Is 0 > None?? (fwd) (fwd)

Alex Martelli aleax at aleax.it
Tue Sep 4 10:01:02 CEST 2001


"Lulu of the Lotus-Eaters" <mertz at gnosis.cx> writes:
    ...
> |Well, yes -- though the problem is not with the Unicode strings
> |(as I've shown, you can perfectly well compare them to anything:-)
> |The issue, it seems to me, is quite different wrt complex
> |numbers -- in that case, there is _no_ setting that lets you
> |default-sort an heterogeneous list that may contain a complex
> |number somewhere.  The Unicode issue might be finessed in
> |several ways.  The complex-number one is starker IMHO.
> 
> I don't understand the differenence Alex points to.  For example, the
> below cases seem awfully similar:

*Look* similar -- on the surface; that's quite a long shot from
*being* similar:-).

>     >>> # Try to sort Unicode values in list
>     >>> lst = [ 128, chr(128), unichr(128), 'a' ]
>     >>> lst
>     [128, '\x80', u'\x80', 'a']
>     >>> lst.sort()
>     Traceback (most recent call last):
>       File "<stdin>", line 1, in ?
>     UnicodeError: ASCII decoding error: ordinal not in range(128)

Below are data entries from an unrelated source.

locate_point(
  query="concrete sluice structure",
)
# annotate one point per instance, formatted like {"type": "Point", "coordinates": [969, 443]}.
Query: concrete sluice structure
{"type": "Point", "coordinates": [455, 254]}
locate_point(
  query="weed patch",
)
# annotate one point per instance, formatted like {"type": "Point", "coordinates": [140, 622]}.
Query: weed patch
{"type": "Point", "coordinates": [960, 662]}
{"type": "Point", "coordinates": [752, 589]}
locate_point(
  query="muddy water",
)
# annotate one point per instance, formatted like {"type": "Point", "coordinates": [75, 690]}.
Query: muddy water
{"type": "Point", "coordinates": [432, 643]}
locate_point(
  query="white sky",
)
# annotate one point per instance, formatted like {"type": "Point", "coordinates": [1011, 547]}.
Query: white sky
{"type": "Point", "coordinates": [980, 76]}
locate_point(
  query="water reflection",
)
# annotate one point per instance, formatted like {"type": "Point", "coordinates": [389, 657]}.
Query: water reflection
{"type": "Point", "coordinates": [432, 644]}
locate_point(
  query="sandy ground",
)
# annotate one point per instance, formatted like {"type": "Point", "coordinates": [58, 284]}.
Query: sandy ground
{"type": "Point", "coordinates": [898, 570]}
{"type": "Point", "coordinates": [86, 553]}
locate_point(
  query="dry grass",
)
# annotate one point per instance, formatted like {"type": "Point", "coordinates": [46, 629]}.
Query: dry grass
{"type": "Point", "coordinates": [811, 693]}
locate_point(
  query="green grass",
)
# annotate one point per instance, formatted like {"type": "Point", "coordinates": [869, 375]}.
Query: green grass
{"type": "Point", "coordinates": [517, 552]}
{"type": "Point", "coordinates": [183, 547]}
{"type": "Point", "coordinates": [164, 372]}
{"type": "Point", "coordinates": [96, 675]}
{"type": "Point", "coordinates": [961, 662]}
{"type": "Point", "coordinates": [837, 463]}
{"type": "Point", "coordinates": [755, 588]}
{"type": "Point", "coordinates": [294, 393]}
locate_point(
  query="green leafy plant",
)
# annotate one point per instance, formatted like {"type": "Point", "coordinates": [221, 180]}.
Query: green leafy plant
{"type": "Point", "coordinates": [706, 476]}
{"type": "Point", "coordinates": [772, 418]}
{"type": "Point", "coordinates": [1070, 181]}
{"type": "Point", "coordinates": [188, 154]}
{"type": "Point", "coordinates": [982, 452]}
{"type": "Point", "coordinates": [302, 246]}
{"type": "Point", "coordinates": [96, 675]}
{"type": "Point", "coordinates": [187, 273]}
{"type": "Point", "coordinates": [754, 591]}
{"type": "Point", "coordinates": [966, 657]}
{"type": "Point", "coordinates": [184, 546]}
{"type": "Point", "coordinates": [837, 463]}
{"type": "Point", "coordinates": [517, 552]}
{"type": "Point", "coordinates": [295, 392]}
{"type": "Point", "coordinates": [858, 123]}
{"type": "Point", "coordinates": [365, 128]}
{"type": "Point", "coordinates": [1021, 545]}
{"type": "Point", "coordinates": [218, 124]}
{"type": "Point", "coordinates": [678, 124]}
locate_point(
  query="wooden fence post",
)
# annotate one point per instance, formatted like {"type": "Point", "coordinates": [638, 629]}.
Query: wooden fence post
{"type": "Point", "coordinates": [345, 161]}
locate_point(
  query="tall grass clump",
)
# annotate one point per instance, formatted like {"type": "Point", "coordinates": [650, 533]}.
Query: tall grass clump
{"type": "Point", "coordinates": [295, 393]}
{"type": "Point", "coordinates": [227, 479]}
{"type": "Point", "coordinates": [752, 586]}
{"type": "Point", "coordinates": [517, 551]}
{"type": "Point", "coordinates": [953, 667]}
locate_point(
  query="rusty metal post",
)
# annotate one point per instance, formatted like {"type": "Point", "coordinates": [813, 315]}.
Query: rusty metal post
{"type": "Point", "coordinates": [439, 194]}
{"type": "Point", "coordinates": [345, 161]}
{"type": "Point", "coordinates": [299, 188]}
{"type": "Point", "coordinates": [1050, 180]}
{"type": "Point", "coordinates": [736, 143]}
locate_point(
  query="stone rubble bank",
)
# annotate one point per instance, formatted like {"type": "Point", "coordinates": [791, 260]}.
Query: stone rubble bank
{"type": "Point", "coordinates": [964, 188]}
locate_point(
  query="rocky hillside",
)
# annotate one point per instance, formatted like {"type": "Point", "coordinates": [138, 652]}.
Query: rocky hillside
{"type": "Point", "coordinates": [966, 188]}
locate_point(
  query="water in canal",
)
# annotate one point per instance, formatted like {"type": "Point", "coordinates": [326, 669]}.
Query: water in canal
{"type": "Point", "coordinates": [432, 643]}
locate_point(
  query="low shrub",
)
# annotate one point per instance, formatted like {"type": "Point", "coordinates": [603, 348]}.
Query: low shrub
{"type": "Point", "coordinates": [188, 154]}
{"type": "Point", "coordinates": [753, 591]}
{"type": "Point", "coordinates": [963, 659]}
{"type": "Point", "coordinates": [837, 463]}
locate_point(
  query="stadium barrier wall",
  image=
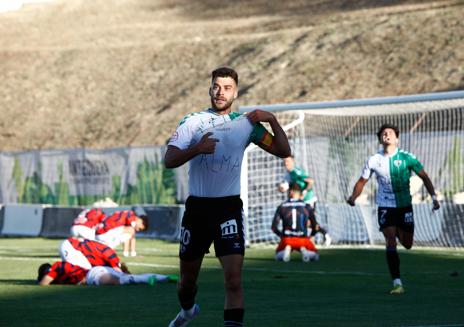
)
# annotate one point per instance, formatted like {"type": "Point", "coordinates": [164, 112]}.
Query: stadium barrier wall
{"type": "Point", "coordinates": [1, 218]}
{"type": "Point", "coordinates": [22, 220]}
{"type": "Point", "coordinates": [163, 222]}
{"type": "Point", "coordinates": [57, 221]}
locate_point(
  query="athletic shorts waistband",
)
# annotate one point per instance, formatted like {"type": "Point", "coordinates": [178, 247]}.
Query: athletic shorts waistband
{"type": "Point", "coordinates": [200, 200]}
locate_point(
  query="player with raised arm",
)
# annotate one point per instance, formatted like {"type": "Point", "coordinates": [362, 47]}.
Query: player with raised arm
{"type": "Point", "coordinates": [214, 141]}
{"type": "Point", "coordinates": [392, 167]}
{"type": "Point", "coordinates": [62, 272]}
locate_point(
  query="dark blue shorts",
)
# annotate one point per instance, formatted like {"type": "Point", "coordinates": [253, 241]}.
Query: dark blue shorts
{"type": "Point", "coordinates": [402, 218]}
{"type": "Point", "coordinates": [208, 220]}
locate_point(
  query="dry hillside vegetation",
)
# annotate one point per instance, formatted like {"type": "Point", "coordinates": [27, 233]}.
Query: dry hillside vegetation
{"type": "Point", "coordinates": [109, 73]}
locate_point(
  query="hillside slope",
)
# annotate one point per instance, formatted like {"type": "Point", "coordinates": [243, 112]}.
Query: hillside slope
{"type": "Point", "coordinates": [110, 73]}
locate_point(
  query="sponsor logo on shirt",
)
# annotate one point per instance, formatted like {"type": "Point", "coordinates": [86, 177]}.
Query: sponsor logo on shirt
{"type": "Point", "coordinates": [174, 136]}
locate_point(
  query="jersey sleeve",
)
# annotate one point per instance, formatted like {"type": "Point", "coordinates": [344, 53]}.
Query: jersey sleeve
{"type": "Point", "coordinates": [111, 257]}
{"type": "Point", "coordinates": [54, 270]}
{"type": "Point", "coordinates": [260, 135]}
{"type": "Point", "coordinates": [275, 222]}
{"type": "Point", "coordinates": [414, 164]}
{"type": "Point", "coordinates": [366, 172]}
{"type": "Point", "coordinates": [131, 219]}
{"type": "Point", "coordinates": [183, 135]}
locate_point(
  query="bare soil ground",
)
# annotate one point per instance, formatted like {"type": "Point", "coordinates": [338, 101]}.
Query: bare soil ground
{"type": "Point", "coordinates": [109, 73]}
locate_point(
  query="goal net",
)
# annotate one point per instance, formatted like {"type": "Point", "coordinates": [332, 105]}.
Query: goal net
{"type": "Point", "coordinates": [332, 140]}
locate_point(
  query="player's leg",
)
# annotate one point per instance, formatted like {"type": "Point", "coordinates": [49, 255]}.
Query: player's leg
{"type": "Point", "coordinates": [308, 250]}
{"type": "Point", "coordinates": [132, 245]}
{"type": "Point", "coordinates": [233, 308]}
{"type": "Point", "coordinates": [229, 245]}
{"type": "Point", "coordinates": [195, 241]}
{"type": "Point", "coordinates": [393, 259]}
{"type": "Point", "coordinates": [127, 234]}
{"type": "Point", "coordinates": [283, 250]}
{"type": "Point", "coordinates": [83, 231]}
{"type": "Point", "coordinates": [406, 227]}
{"type": "Point", "coordinates": [100, 275]}
{"type": "Point", "coordinates": [186, 292]}
{"type": "Point", "coordinates": [387, 218]}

See the error message?  It tells you the 'ascii' encoding (which
you have chosen to use in 'strict' mode) is unable to convert a
plain string to Unicode.  Comparisons have nothing specific to do
with it: any operation requiring plan->Unicode string conversion
will produce exactly the same error if you use plain strings that
violate the rules of the default encoding you use.

For example:

>>> import sys
>>> sys.getdefaultencoding()
'ascii'
>>> lst = ['128', '\x80', u'\x80', 'a']
>>> import operator
>>> reduce(operator.add, lst)
Traceback (most recent call last):
  File "<stdin>", line 1, in ?
UnicodeError: ASCII decoding error: ordinal not in range(128)
>>>

See?  *Exactly* the same error -- and we're definitely not
doing comparisons here, are we?  It's *NOT* about comparing
whatever to whatever else: it IS about implicit conversion
of plain->Unicode string, using a default-encoding whose
rules are in fact NOT respected by the strings you supply
to it.  One way, out of a zillion, in which you can discover
your problem (that you are encoding strings in a way that
is different from the default encoding you have chosen to
use) is of course by comparisons, and one way in which you
can cause comparisons is sorting, but it's a long and thin
chain of indirect causation.  The real, close cause of your
problem is: you're using in your strings an encoding that
differs from the encoding you CHOSE to use (here, you chose
by keeping the default encoding of 'ascii', which I already
singled out as a debatable choice) -- and the conversion
uses the 'strict' error mode, so you are forcibly reminded
of the mismatch between the encoding you CHOSE to use and
the one you are ACTUALLY using in one or more plain strings.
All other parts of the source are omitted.